Dollarama is taking perfect advantage of the market. In the first quarter of this year, the company managed to generate an EPS of $0.47 beating the market’s estimates. Notably, the growth in its EPS was about 30%. Its sales growth was also decent at 12.4% year-over-year with a 7.3% increment in the same-store sales. Moreover, though there was a slight reduction in the gross margin levels by 16 basis points, still its gross margin remained quite solid.
The Bank of Nova Scotia is the third-largest banking company in the country that is offering one of the best yields out of the country’s top six banks. This stock could be an excellent buy in this inflationary market because this bank has got one of the most diversified portfolios amongst all the Canadian banks and derives a substantial portion of its income from overseas operations like the region of Central America or the Caribbean. Moreover, as the main source of the bank lies in the interest differentials, as central banks increase the interest rates more to combat inflation levels, it will be one of the biggest beneficiaries.
The company’s latest financials show its earnings have improved by 27% year-over-year driven by the growth in the mortgage and commercial loans, lower provisions for credit losses, and fees received. Besides, the company also has an excellent track record of paying out dividends and has been increasing its dividend payments in the last 43 years.
4. Royal Gold
The demand for gold never diminishes completely and therefore the gold stocks can also provide a significant hedge against the market inflation. Royal Gold has been fairly successful in beating the market’s expectations over the period and is, therefore, worth a buy. The company has interests in about 187 properties and has been managing 41 mines which apart from producing gold primarily also produce numerous other metals like silver, nickel, cobalt, and zinc.
The company expects to produce around 315,000-340,000 gold equivalent ounces (GEO) this year and for that has projected a realized price of $1800 per GEO ounce if the market remains more or less the same. At the $1800 level the company’s revenue comes slightly higher than the past year but if inflation rises further and the price of gold increases even more then its revenue can increase by a further 15%. Besides, the valuation of this stock is also quite attractive compared to most gold stocks as it is trading at around 25 times its earnings.

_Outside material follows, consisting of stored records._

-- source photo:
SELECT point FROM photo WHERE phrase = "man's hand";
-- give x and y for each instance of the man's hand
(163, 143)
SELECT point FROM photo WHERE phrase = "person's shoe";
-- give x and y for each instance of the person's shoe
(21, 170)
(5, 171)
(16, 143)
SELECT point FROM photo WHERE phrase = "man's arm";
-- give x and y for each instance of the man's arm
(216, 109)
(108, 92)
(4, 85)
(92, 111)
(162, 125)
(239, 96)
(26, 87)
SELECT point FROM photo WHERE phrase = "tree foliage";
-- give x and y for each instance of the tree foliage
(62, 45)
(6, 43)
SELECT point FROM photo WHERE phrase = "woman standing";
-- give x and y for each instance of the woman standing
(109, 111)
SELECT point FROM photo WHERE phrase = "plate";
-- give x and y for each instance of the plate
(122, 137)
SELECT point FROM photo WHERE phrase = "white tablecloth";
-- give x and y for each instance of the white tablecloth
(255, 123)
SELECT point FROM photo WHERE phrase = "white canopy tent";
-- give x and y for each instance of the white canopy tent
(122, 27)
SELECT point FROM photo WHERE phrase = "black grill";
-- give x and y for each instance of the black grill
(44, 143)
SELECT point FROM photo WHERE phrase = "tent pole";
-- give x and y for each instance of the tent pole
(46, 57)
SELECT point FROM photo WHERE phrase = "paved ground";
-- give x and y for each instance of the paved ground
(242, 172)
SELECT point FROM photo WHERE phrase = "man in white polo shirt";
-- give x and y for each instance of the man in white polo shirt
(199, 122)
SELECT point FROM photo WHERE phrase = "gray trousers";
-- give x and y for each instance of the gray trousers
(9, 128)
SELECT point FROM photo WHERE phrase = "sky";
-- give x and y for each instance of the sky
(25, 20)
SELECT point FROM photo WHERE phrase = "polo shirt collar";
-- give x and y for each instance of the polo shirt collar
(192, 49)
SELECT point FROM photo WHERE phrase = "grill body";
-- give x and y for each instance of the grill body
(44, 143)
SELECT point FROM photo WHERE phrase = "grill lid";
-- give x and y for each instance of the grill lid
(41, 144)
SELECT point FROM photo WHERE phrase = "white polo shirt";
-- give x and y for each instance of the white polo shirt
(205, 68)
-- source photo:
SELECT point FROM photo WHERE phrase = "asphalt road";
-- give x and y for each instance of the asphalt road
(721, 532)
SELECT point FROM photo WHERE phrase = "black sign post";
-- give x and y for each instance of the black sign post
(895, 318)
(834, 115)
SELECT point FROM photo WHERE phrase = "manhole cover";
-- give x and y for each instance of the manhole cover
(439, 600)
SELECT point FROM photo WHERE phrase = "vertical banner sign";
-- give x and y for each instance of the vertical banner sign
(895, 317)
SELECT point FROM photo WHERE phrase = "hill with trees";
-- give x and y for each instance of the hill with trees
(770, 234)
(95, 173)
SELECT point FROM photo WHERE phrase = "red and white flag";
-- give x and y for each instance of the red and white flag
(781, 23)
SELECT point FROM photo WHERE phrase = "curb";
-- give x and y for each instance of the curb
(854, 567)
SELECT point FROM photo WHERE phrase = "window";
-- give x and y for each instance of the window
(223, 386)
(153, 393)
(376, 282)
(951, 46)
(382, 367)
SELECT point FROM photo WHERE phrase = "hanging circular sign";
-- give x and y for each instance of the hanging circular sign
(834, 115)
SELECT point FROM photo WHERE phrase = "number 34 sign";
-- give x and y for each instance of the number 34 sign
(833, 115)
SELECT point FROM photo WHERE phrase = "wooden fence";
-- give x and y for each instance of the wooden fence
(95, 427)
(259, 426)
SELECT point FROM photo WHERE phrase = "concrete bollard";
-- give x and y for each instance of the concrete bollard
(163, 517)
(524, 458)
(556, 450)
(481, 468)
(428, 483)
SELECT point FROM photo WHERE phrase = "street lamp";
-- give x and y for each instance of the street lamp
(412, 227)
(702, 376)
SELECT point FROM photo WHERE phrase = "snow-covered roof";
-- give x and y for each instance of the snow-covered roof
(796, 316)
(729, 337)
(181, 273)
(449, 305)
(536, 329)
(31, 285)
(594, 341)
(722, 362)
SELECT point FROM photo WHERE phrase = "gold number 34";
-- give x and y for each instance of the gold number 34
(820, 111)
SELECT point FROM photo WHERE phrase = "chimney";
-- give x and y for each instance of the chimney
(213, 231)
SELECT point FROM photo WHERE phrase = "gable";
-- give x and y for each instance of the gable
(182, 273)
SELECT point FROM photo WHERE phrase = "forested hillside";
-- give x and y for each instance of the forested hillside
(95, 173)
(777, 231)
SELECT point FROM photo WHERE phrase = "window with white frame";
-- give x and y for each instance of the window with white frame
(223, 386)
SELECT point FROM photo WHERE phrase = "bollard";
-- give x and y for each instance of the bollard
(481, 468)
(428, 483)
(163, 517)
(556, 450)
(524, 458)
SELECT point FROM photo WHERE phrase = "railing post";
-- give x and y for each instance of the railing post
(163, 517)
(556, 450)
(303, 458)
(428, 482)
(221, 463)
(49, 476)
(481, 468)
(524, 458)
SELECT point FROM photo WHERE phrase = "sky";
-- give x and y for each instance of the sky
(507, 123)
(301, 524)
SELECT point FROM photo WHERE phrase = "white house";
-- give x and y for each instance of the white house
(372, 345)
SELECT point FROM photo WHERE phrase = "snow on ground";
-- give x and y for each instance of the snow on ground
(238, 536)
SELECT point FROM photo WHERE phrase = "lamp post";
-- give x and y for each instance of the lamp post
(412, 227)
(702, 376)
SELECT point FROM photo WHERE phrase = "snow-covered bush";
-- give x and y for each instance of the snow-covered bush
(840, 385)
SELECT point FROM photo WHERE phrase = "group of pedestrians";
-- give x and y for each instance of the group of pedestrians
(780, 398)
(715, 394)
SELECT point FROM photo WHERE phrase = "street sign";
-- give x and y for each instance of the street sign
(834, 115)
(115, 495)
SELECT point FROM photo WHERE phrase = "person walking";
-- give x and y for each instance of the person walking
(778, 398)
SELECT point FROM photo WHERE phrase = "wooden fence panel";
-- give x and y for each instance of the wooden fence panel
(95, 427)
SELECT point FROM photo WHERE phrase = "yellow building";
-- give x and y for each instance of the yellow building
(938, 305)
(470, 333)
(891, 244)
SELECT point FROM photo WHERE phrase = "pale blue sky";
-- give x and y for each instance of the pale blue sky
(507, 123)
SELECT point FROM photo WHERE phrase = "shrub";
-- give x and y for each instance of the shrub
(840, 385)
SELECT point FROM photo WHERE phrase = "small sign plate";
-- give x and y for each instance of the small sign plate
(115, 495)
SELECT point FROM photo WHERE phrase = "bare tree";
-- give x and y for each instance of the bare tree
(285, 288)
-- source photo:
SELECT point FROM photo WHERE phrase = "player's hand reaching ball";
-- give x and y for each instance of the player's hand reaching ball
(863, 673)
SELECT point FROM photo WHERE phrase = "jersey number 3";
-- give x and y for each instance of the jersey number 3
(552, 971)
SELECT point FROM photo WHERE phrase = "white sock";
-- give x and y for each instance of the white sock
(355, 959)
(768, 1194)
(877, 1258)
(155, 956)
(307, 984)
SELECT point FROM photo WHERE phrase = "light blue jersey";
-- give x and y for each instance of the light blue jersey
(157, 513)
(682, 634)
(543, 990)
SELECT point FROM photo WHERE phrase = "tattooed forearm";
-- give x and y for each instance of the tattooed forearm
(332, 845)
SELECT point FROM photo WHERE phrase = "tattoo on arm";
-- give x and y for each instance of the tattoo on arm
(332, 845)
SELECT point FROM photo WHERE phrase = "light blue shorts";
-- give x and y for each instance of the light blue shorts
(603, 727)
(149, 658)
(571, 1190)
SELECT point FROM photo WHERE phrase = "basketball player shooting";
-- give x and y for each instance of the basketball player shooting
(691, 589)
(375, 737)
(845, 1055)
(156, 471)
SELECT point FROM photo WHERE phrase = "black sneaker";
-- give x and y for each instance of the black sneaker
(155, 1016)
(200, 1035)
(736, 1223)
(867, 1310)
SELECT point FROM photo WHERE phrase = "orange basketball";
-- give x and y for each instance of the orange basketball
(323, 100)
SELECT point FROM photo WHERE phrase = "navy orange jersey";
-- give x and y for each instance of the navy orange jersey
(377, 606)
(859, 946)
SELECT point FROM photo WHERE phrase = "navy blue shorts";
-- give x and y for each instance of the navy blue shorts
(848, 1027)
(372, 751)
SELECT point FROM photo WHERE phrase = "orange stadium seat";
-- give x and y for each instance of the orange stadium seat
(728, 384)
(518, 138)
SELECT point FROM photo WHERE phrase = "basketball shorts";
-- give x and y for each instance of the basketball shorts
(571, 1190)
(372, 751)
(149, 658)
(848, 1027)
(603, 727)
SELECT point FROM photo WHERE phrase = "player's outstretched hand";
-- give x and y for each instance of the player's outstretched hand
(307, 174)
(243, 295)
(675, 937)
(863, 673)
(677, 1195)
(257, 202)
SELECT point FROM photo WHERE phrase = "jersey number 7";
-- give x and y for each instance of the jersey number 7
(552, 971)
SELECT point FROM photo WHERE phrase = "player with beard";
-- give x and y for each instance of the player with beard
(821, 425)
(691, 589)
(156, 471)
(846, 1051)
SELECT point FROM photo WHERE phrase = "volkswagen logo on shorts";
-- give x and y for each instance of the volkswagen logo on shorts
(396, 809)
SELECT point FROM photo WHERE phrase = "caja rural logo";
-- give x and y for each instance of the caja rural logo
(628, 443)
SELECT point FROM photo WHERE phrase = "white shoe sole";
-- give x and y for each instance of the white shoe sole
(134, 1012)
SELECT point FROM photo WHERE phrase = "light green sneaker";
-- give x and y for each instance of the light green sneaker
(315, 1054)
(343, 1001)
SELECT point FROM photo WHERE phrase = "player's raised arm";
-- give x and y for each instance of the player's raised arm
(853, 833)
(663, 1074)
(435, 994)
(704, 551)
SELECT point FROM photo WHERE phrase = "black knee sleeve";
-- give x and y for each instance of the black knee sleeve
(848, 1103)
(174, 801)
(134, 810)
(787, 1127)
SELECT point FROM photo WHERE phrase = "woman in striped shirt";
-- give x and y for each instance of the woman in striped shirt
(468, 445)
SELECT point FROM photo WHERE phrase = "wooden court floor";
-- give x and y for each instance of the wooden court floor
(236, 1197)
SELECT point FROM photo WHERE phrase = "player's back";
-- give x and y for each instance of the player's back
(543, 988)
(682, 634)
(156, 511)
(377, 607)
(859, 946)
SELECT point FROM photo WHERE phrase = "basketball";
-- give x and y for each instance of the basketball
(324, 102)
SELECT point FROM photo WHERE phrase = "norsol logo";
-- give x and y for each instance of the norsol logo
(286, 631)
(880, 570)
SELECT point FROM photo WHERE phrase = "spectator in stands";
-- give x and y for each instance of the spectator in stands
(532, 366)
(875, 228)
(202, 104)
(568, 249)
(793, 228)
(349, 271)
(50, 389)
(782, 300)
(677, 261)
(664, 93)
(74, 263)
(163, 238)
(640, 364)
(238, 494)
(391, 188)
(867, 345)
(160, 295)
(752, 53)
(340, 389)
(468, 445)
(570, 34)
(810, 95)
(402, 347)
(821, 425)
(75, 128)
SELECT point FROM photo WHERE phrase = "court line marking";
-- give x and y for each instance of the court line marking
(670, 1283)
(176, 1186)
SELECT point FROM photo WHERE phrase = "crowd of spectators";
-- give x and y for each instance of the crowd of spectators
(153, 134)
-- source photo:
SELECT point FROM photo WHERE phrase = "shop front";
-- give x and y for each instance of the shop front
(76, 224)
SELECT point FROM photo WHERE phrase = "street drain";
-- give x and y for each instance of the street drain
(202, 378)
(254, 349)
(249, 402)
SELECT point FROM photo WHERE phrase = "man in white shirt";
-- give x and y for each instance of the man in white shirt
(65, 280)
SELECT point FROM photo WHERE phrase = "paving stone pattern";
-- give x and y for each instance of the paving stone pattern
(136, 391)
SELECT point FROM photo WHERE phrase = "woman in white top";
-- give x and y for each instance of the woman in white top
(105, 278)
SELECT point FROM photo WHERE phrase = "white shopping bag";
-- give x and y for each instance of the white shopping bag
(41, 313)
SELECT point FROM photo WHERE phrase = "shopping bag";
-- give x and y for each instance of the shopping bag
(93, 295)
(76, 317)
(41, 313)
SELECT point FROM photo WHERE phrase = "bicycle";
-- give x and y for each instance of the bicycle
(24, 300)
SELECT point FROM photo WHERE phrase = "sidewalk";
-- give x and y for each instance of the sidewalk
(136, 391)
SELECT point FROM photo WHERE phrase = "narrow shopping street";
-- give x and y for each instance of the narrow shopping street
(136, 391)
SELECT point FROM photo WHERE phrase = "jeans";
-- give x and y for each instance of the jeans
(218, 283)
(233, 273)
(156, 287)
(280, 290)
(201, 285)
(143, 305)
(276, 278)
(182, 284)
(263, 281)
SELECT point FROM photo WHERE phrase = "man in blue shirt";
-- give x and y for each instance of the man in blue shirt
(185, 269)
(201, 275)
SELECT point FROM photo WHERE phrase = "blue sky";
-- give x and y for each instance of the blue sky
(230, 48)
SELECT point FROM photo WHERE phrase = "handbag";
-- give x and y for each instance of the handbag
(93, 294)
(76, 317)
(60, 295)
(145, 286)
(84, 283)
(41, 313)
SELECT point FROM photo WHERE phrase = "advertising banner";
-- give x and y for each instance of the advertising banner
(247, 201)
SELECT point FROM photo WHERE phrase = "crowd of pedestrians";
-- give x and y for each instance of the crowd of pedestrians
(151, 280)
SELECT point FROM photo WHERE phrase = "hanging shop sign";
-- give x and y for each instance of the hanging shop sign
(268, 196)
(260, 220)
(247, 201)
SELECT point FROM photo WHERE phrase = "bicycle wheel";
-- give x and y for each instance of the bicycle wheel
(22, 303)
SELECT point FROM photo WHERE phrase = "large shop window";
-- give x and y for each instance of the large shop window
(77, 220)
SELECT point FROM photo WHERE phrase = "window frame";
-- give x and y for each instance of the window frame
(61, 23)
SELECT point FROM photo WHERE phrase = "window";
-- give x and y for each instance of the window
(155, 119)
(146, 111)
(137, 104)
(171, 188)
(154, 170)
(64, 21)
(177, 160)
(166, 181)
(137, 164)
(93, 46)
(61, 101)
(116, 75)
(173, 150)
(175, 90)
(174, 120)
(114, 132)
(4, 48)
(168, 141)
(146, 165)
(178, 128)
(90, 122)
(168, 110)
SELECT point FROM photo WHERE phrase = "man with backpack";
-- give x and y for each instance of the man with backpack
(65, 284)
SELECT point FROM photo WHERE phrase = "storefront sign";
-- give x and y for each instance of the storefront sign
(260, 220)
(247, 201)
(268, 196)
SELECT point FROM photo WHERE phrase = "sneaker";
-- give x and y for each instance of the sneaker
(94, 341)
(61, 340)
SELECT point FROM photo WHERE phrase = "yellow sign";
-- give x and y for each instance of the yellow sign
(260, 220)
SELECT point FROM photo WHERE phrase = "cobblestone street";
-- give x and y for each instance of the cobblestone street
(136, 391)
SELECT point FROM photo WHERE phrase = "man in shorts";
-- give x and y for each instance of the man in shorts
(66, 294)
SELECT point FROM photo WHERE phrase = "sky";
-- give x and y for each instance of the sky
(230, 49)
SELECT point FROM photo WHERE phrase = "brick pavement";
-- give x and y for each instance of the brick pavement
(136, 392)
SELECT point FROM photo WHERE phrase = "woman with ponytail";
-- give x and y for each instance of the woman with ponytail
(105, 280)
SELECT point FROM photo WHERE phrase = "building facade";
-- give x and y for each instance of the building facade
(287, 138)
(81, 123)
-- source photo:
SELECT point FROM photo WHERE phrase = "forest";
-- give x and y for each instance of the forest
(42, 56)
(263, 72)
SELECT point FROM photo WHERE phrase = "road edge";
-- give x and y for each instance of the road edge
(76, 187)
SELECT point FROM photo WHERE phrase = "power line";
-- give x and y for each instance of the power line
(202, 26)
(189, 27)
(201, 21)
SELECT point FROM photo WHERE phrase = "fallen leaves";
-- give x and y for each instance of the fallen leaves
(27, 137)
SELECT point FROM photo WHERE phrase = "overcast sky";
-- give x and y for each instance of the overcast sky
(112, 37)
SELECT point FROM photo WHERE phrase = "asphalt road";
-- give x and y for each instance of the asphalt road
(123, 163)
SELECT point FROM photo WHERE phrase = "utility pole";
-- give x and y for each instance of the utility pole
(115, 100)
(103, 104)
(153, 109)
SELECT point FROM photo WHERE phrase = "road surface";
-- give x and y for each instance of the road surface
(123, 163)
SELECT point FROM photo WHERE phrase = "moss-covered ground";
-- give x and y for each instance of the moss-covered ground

Manulife Financial is a Toronto-based multinational insurance and financial services company that is one of the largest life insurance companies in the Canadian region. Like most insurers, it receives recurring revenue and suffers loss only when the insured makes his claim. Insurance expenses are one of the necessary expenses which one continues to incur even when there is an increase in the price levels and Manulife is one of the top insurers in the country that fits the criteria of a perfect buy in this inflationary market.
The company’s financial performance in the past few quarters has been quite good. Besides, it manages about $1 trillion worth of assets indicating it is suitable enough to withstand harsh economic conditions. Moreover, the best part is that it is a dividend aristocrat that makes dividend payments yielding 6.13% which is much higher compared to the payouts provided by most organizations.
Investing in today’s volatile market is a tough job as most growth stocks are tanking. Also, with increasing inflation levels and interest rates, the value of money is also getting diminished every day. Therefore, in such situations investing in stocks like the ones mentioned above that benefit from the inflationary market can be a good move.